Voor de komende jaren zit de Italiaanse Formule 1-fan dus gebeiteld. Het enige waar het eigenlijk nog aan ontbreekt is een wereldtitel voor Ferrari. De laatste constructeurstitel dateert alweer van 2008. En de laatste coureur die in een Ferrari wereldkampioen werd was Kimi Räikkönen, in 2007. Praten over een opvolger doet men in Italië liever niet, zegt Platella lachend. “Iedereen hier hoopt dat Charles Leclerc wereldkampioen wordt, maar je moet weten dat Italianen erg bijgelovig zijn. Je zult ze dus niet gauw horen zeggen dat hij de wereldtitel kan winnen.”

Ook Minardi houdt zeker na de voor Ferrari miserabel verlopen zondag op ‘zijn’ circuit een slag om de arm. “We wachten al sinds 2007 op een Ferrari waarmee een coureur kampioen kan worden. Na Imola hebben we nog negentien ronden te gaan, het wordt een extreem lang seizoen: we zullen duimen en hopen dat Ferrari het goede werk kan voortzetten.”

Motor Valley

Ferrari staat in die krachttoer niet alleen. De Scuderia weet zich gesteund door de kennis die sinds enige tijd is gebundeld in de Italiaanse Motor Valley. In deze regio die zich uitstrekt van Piacenza in het noordwesten tot Rimini aan de Adriatische kust zijn bedrijven als Ferrari, Dallara en Ducati gevestigd, maar ook de circuits Imola, Misano en Modena en de universiteiten van Bologna en Parma.

“Er wordt in de Motor Valley overleg gevoerd tussen de verschillende bedrijven, industrieën en opleidingen die in de auto- en motorsport actief zijn. En dat werkt”, legt Platella uit. “Toeleveringsbedrijven als Pirelli – hoewel die technisch gezien niet in de Motor Valley zit – Sparco, Brembo, Magneti Marelli waren in het verleden erg op zichzelf gericht. Ze wilden geen informatie en kennis met elkaar delen. Inmiddels begrijpen ze dat als ze knowhow met elkaar delen, ze veel meer voor elkaar krijgen.”

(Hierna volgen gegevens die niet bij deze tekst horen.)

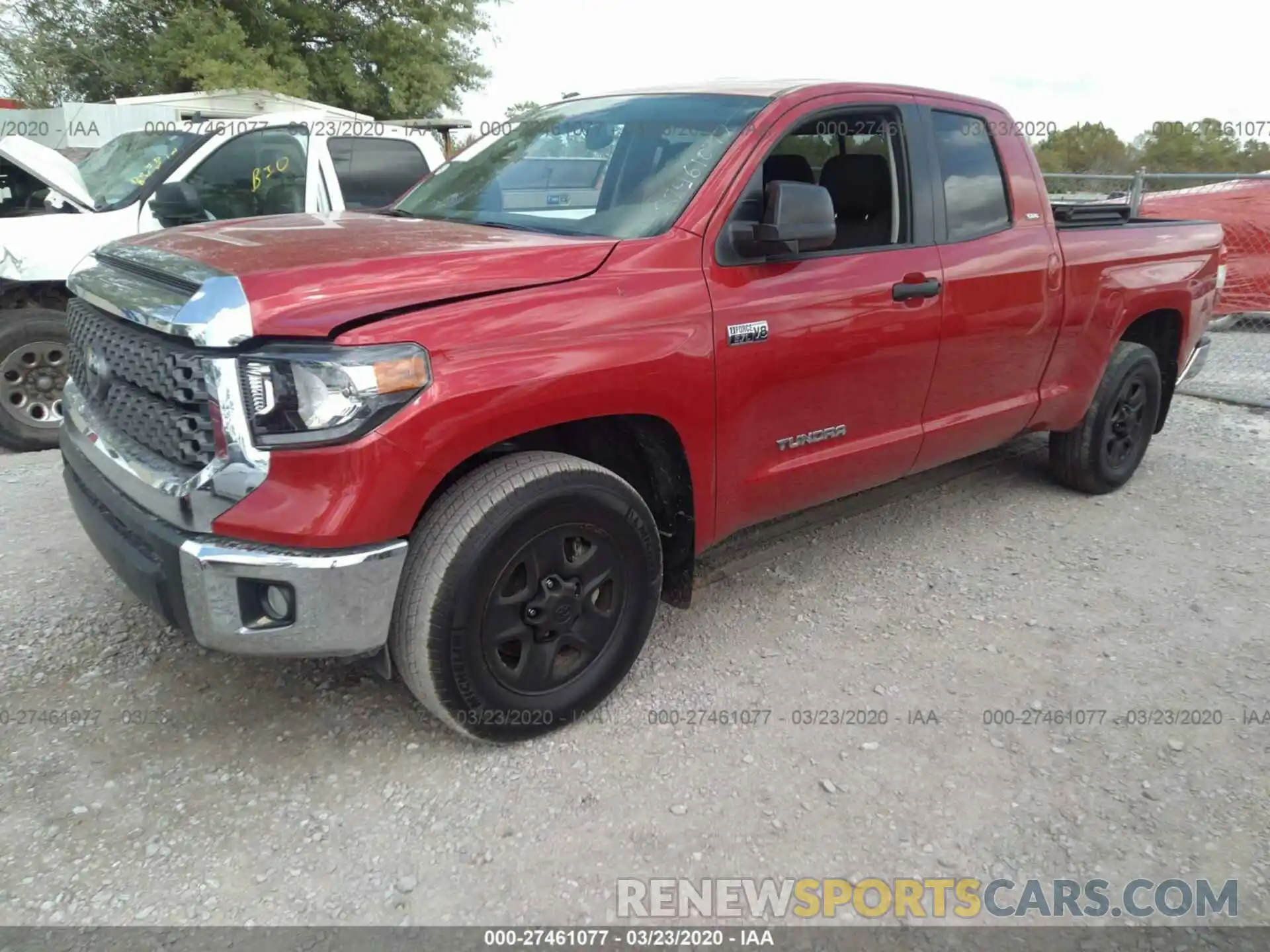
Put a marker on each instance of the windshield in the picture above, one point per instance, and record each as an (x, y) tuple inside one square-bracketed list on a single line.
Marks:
[(116, 172), (619, 167)]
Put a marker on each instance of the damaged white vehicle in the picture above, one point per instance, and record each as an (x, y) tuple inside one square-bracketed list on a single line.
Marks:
[(54, 212)]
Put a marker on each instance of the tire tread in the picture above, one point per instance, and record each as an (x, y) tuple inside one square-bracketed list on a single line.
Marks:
[(435, 543)]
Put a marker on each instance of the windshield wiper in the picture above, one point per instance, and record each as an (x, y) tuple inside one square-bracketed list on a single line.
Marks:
[(390, 212)]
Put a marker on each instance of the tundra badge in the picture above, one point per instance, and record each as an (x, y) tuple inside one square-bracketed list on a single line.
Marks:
[(752, 333), (802, 440)]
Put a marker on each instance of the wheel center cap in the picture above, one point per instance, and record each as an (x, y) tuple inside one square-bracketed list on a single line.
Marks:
[(558, 607)]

Een van de mensen achter het project is Gian Paulo Dallara. Hij is oprichter van het gelijknamige bedrijf dat onder andere chassis’ levert aan Haas. “We zijn er niet langer om mee te doen, maar om eerste te worden. Het is de wens een hoofdrol te spelen. De Olympische geest zegt dat meedoen voldoende is, maar in feite is het ook leuk om te winnen.” De effecten van deze samenwerking zijn al te merken, ziet Platella. “Hier in Italië praten we het niet alleen over het succes van de Formule 1. Het gaat goed in de hele auto- en motorsportsector.”

Met recht Made in Italy dus.

Minardi trots op AlphaTauri

Gian Carlo Minardi kijkt niet alleen met veel plezier naar de successen van Ferrari en de toekomst van de Grand Prix op zijn eigen circuit. De baas van het Autodromo Enzo e Dino Ferrari heeft een speciaal plekje in zijn hart gereserveerd voor AlphaTauri. Hij is grondlegger van het team uit Faenza. “Ik ben er trots op dat ik in 1979 het Minardi-Team heb opgericht. En dat ik tussen 1985 en 2005 er twintig jaar in de Formule 1 mee heb gereden”, zegt de inmiddels 74-jarige Minardi. “Ik ben ervan overtuigd dat ik het team in zeer goede handen heb achtergelaten bij Toro Rosso, dat nu Alpha Tauri heet. De fabriek is drie keer zo groot geworden in vergelijking met hoe het Minardi-team vroeger was. Ook de prestaties zijn verbeterd dankzij de voortdurende steun van Red Bull.”